Until this publication is bought out by some American firm (DMs open, venture capitalists), we will continue to run in the vein of TrashBat, rather than SUGARAPE. Cinema Year Zero’s MO has always been to resist hot takes and discourse culture, and an easy way to do so has been to largely avoid pieces on recent films. Which makes this issue an intriguing challenge. We are compelled by the collision of past and present, and in that spirit, this issue is an effort to survey the scene as it presents itself. We asked our 6 contributors to choose a piece of work they have experienced as an encounter with the contemporary.
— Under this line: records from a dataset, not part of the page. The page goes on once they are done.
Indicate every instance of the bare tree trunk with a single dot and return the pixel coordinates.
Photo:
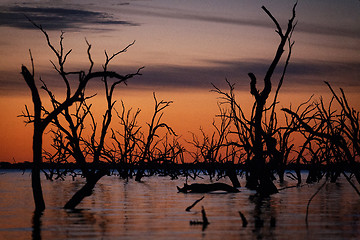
(35, 173)
(37, 141)
(86, 190)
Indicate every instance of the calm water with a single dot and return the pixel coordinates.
(154, 210)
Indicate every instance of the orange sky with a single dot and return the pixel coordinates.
(184, 46)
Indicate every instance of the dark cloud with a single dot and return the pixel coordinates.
(300, 74)
(55, 18)
(195, 16)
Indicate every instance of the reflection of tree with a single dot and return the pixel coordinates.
(36, 225)
(264, 217)
(333, 136)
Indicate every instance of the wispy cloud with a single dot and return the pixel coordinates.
(55, 18)
(300, 74)
(174, 13)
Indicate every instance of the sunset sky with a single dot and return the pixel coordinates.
(185, 46)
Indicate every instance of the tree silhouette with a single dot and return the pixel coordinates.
(253, 134)
(42, 117)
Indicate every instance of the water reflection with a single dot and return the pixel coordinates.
(154, 210)
(264, 215)
(36, 226)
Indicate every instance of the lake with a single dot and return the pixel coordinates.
(154, 209)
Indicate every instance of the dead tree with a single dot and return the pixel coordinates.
(151, 139)
(42, 118)
(338, 129)
(253, 135)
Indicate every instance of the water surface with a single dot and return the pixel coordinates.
(154, 209)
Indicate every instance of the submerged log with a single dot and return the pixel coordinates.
(204, 188)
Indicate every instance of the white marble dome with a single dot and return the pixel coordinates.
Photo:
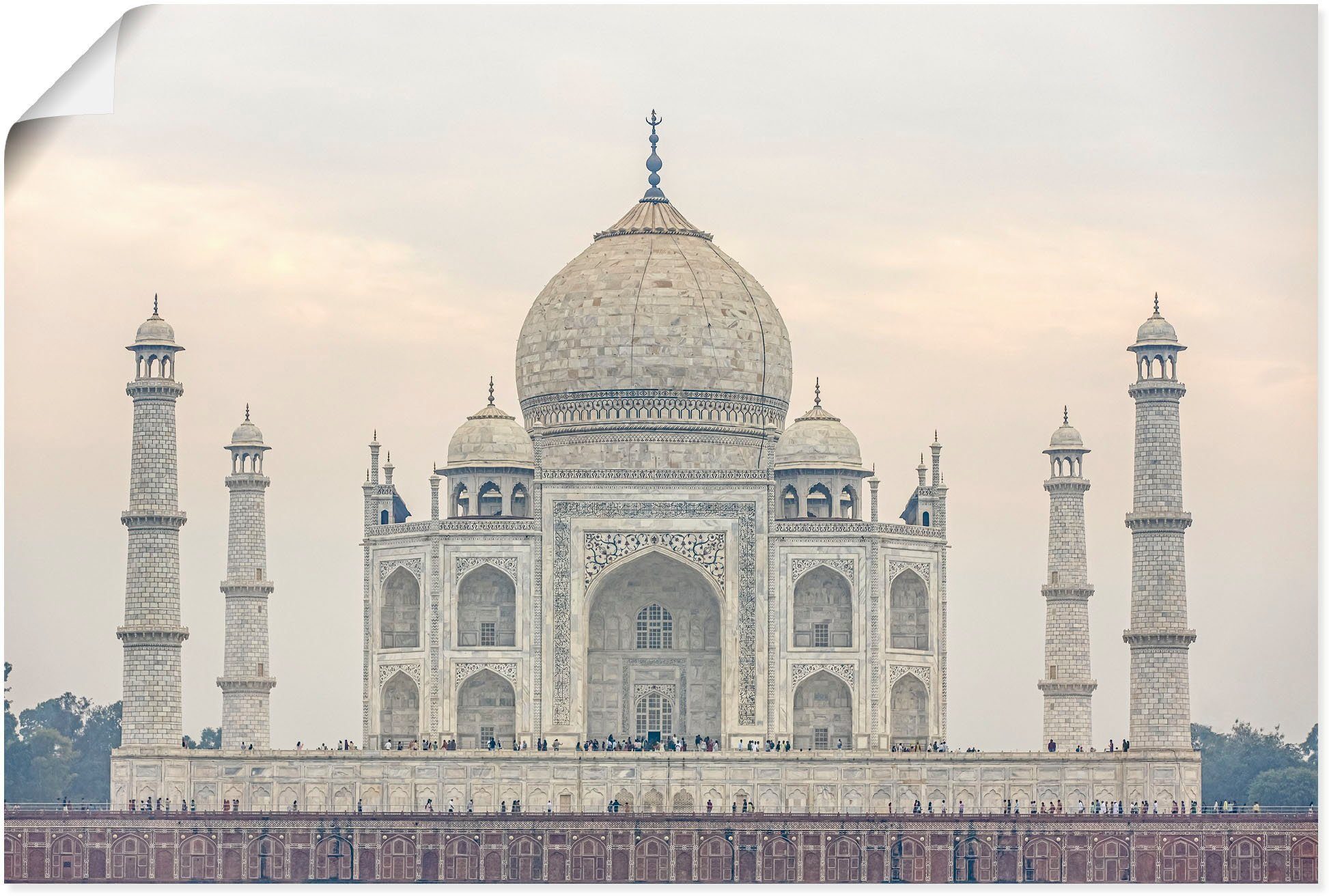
(817, 440)
(653, 306)
(246, 434)
(491, 438)
(1067, 436)
(154, 331)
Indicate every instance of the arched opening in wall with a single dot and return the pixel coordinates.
(819, 501)
(1305, 862)
(1181, 862)
(823, 613)
(715, 860)
(67, 859)
(823, 713)
(399, 720)
(1042, 862)
(491, 500)
(654, 716)
(908, 612)
(266, 859)
(848, 504)
(520, 501)
(653, 622)
(399, 621)
(789, 503)
(487, 609)
(910, 713)
(487, 710)
(1246, 863)
(129, 859)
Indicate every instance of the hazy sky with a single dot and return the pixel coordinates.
(962, 214)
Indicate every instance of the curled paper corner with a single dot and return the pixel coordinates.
(88, 88)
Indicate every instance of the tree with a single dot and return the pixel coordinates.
(1232, 761)
(1284, 787)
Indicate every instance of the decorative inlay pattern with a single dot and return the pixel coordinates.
(507, 564)
(414, 565)
(845, 672)
(921, 673)
(628, 709)
(464, 671)
(897, 567)
(411, 669)
(706, 549)
(743, 512)
(803, 564)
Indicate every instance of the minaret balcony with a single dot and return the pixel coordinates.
(255, 588)
(1073, 593)
(246, 684)
(153, 519)
(152, 636)
(1067, 686)
(1159, 637)
(154, 387)
(1158, 520)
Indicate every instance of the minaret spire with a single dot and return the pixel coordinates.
(152, 634)
(1066, 685)
(1159, 636)
(654, 164)
(246, 678)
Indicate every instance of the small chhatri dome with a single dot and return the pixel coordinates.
(817, 439)
(1156, 330)
(1066, 435)
(491, 438)
(156, 331)
(246, 434)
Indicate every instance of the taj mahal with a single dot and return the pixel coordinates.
(662, 543)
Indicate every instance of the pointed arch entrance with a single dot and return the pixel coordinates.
(653, 650)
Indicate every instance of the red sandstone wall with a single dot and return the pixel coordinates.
(770, 848)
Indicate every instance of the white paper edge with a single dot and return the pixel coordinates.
(88, 88)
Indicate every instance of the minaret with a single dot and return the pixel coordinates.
(1159, 639)
(245, 681)
(1066, 685)
(153, 634)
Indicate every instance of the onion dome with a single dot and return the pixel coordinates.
(817, 440)
(246, 434)
(1066, 435)
(1156, 330)
(156, 331)
(491, 438)
(653, 321)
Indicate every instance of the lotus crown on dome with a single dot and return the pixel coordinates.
(1067, 436)
(817, 439)
(247, 434)
(491, 438)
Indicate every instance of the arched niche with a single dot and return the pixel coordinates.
(487, 708)
(653, 621)
(823, 713)
(823, 611)
(908, 713)
(910, 612)
(399, 717)
(487, 609)
(399, 621)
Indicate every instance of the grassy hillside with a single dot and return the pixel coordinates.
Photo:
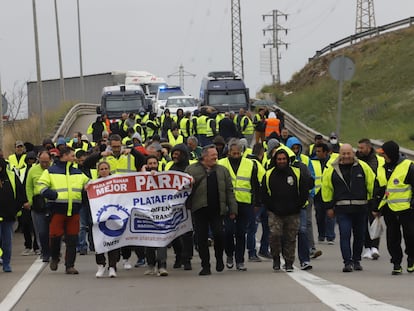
(377, 103)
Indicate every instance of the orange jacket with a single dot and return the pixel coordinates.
(272, 125)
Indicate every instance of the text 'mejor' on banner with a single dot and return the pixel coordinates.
(143, 209)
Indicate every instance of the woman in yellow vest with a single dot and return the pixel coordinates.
(114, 255)
(12, 196)
(397, 205)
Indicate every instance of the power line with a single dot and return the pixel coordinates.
(236, 39)
(181, 73)
(275, 42)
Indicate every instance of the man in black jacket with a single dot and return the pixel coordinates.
(183, 245)
(284, 192)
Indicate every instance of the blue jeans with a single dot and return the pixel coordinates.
(41, 228)
(6, 237)
(235, 232)
(355, 224)
(303, 242)
(326, 225)
(85, 227)
(256, 217)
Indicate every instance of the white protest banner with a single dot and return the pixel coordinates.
(143, 208)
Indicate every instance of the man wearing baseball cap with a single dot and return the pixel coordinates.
(397, 205)
(17, 159)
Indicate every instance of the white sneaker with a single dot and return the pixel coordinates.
(162, 272)
(127, 265)
(112, 272)
(367, 253)
(151, 271)
(374, 253)
(101, 271)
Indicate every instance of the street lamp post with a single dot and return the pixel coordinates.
(39, 79)
(62, 81)
(82, 83)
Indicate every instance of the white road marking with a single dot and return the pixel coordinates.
(339, 297)
(22, 285)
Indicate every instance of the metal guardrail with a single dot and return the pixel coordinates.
(76, 111)
(307, 134)
(368, 33)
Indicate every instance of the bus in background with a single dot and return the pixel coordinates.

From site-specific cinema, to online arguments, to gallery exhibits that reform our notions of political discourse, these essays are a compendium of the present: frisson, friction, and non-linear expressions of selfhood.

Kirsty Asher strolls through the programming collaboration between Deeper Into Movies and Weird Walk, and its quest to revive sight-specific Weird Britain on film. 

Blaise Radley examines the aged but still open wound of Vulgar Auteurism, to ask why this specific notion continues to fuel online film chatter. 

Miranda Mungai posits a notion of Online Realism, to pull together strands connecting films as disparate as The Menu and We’re All Going to the World’s Fair. 

Sarah Cleary braves the Barley setting of Shoreditch to visit People Make Television at Raven Row Gallery, and finds that some of Britain’s most radical televisual communication occurred over 35 years ago. 

Across the Atlantic, international correspondent Marty Millman dials in from New York City to dispatch on Alex Prager’s latest box of sweet treats from Lehmann Maupin.